Local TV news back in the day used to frequently advertise in the local newspaper. Here are some random print ads that I found interesting. If you’ve got a print ad example from your TV station, or any other for that matter, from yesterday or today you’d like to share, send them to me.
But back in the day, it was, as marketers like to say, “fishing where the fish are.”
People who subscribed and read print newspapers were obviously news consumers, so it made sense to advertise there.
And in the early days of local TV news, recruiting a newspaper news consumer to being a local TV news consumer made sense, especially before they might form any allegiances to any other stations.
Some TV stations do spend outside media dollars today to advertise on local digital news media websites, perhaps even the printed newspaper, either as image or as tune-in.
I thought it might be fun and interesting to share some vintage print advertising examples from local TV stations around the country.
Speaking of tune-in, here are a couple.
Check out this ad from WWL, the CBS affiliate in New Orleans. No exact tune-in time, but the image is attention-getting.
Not sure why this guy has such a smug look on his face. Or the sunglasses. Maybe he took the aging test and found out he’s going to be around quite a while.
This ad from WNWO, Toledo’s NBC, is eye-catching. But especially if you read the top line first.
Here’s a more recent ad I designed with a talented artist/vendor. Since we were going to be doing quite a few print ads, I wanted a design that had depth and said “TV.” Plus, we changed the background setting frequently to a horse stall, outside porch and other locations to keep it fresh.
Here’s a quaint ad from 1963 from KQTV, the ABC affiliate in the 201st market, St. Joseph, Mo.
Not many local TV news ads promote their product as funny. But maybe a better title might have been “Good News,” as I think that’s what the copy suggests for this 1970 ad from WWJ in Detroit.
I don’t know what year this ad appeared for KTVU, the Fox affiliate in San Francisco, but at the time, perhaps a woman as a news anchor was a new phenomenon.
Some anchors get out from behind the desk to report. If your anchor team does this on a somewhat regular basis, and no other anchor team does, that’s a marketing angle that differentiates your news. While it’s difficult to imagine an anchor team in New York City doing it, that’s a copy point in this ad from WABC.

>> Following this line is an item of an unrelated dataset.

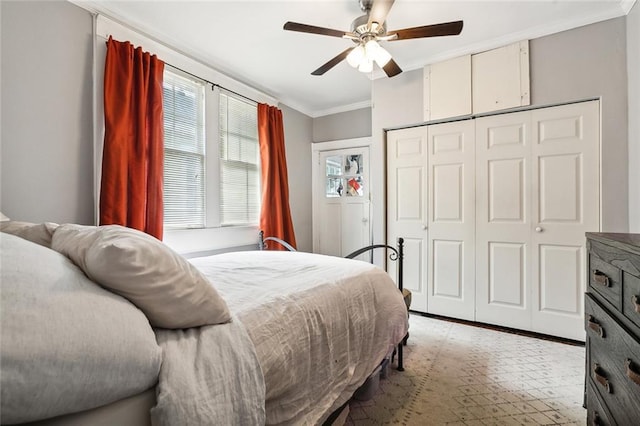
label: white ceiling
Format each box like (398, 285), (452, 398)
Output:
(79, 0), (635, 117)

I really like the concept behind this ad from WTTG, the Fox affiliate in Washington, from 1969, although it lacks impact visually.
I go to many TV station websites in search of contact info and rarely is the general manager, news director, executive news executives, newscast producers, news photographers, etc. listed. News anchors, weather anchors and reporters get pictures, bios, and often contact info, but the people behind the news are invisible.
I realize people come and go, and listing contact info for some might mean added phone calls and emails, but if I owned the station, this would be listed and easy to find. If this ad were done today, there’d be pictures and contact info.